DOE's near-term electric vehicle battery program. Status of improved lead-acid, nickel/iron, and nickel/zinc battery developments [electronic resource].
- Argonne, Ill. : Argonne National Laboratory, 1980. and Oak Ridge, Tenn. : Distributed by the Office of Scientific and Technical Information, U.S. Dept. of Energy.
- Physical Description:
- Pages: 48 : digital, PDF file
- Additional Creators:
- Argonne National Laboratory and United States. Department of Energy. Office of Scientific and Technical Information
- Restrictions on Access:
- Free-to-read Unrestricted online access
- From the inception of the DOE/ANL Near-Term eV Battery Program in 1978, significant progress in lead-acid, nickel/iron and nickel/zinc battery technology has been made towards achieving the technical performance goals necessary for widespread use of these battery systems in electric vehicle applications. The energy density of lead-acid eV batteries has advanced from 25 to 30 Wh/kg to over 40 Wh/kg. The prospect for obtaining a lead-acid battery having both high energy density and long cycle life in a few years is very promising. Nickel/iron modules have demonstrated a specific energy of nearly 50 Wh/kg and a specific power of 100 W/kg, cycle lives of 300 have been achieved during early 1980 and testing continues, and the energy efficiency has been improved from less than 50% to over 65%. Nickel/zinc module test data have shown a specific energy of nearly 70 Wh/kg and a specific power of 130 W/kg.

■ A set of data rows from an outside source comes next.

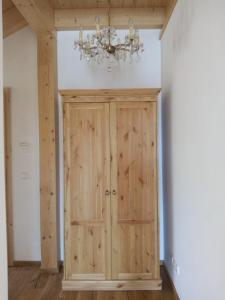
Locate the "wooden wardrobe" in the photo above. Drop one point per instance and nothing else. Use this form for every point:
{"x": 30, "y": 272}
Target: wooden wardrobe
{"x": 110, "y": 175}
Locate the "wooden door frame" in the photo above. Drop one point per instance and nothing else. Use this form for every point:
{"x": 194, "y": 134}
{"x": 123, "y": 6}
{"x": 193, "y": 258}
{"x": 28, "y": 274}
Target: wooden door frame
{"x": 8, "y": 175}
{"x": 3, "y": 238}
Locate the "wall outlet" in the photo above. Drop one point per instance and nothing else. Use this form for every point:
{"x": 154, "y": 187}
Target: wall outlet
{"x": 175, "y": 266}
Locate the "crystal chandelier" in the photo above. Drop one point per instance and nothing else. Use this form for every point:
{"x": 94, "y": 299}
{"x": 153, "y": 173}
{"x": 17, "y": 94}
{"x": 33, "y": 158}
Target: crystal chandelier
{"x": 105, "y": 45}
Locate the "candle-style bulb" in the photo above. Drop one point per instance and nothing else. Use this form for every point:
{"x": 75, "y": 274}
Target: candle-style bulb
{"x": 97, "y": 21}
{"x": 81, "y": 35}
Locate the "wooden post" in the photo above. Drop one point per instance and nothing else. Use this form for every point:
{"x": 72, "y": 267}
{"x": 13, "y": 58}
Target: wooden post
{"x": 47, "y": 87}
{"x": 8, "y": 175}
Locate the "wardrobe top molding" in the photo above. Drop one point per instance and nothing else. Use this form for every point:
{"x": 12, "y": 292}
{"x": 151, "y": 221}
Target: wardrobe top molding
{"x": 110, "y": 95}
{"x": 110, "y": 92}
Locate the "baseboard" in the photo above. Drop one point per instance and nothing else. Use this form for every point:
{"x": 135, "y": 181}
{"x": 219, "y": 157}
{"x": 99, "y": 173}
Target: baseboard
{"x": 26, "y": 263}
{"x": 111, "y": 285}
{"x": 34, "y": 263}
{"x": 162, "y": 263}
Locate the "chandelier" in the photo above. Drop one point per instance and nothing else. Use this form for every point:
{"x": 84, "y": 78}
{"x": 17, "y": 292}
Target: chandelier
{"x": 105, "y": 45}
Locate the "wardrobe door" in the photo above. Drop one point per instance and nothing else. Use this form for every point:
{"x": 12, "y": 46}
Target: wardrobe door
{"x": 87, "y": 197}
{"x": 134, "y": 191}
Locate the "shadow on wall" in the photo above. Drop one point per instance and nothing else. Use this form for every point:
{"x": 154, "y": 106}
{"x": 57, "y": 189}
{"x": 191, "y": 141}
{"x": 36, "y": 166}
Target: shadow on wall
{"x": 167, "y": 177}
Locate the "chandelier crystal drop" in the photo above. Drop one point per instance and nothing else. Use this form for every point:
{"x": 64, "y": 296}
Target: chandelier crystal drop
{"x": 104, "y": 46}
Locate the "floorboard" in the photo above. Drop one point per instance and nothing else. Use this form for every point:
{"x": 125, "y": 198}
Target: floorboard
{"x": 29, "y": 283}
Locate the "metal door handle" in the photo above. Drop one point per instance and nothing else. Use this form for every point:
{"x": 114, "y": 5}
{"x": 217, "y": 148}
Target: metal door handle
{"x": 114, "y": 192}
{"x": 107, "y": 192}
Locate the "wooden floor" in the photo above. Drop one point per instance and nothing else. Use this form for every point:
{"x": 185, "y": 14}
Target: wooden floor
{"x": 28, "y": 283}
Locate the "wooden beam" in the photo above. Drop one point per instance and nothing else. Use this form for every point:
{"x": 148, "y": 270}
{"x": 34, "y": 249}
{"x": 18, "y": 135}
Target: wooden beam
{"x": 12, "y": 21}
{"x": 8, "y": 175}
{"x": 47, "y": 87}
{"x": 70, "y": 19}
{"x": 38, "y": 14}
{"x": 168, "y": 12}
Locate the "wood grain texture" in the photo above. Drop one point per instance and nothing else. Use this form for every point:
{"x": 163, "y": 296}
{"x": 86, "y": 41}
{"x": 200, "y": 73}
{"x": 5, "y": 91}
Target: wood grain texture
{"x": 38, "y": 14}
{"x": 28, "y": 283}
{"x": 47, "y": 86}
{"x": 12, "y": 21}
{"x": 113, "y": 285}
{"x": 111, "y": 92}
{"x": 7, "y": 4}
{"x": 134, "y": 180}
{"x": 144, "y": 18}
{"x": 126, "y": 132}
{"x": 57, "y": 4}
{"x": 8, "y": 175}
{"x": 168, "y": 13}
{"x": 87, "y": 178}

However, cycle life improvements are still needed. Cost reduction continues to receive major emphasis at developers of both nickel/zinc and nickel/iron batteries. Based on the continued demonstration of viable solutions to technical problems in the 1980 to 1983 time-frame, these near-term batteries will emerge as contenders for electric vehicle applications. The relative cost/performance/life tradeoff of these battery systems continues to receive emphasis in the DOE/ANL R and D Program. While it would be premature at the present time to select winning systems or specific technical approaches, it is the intent of the DOE/ANL program management to continue supporting the development of the most viable approaches in response to the 1986 commercialization goal.
- Published through SciTech Connect., 01/01/1980., "conf-800523-4", 3. international electric vehicle exposition and conference, St. Louis, MO, USA, May 1980., and Lee, T.S.; Miller, J.F.; Yao, N.P.; Christianson, C.C.; Elliott, R.C.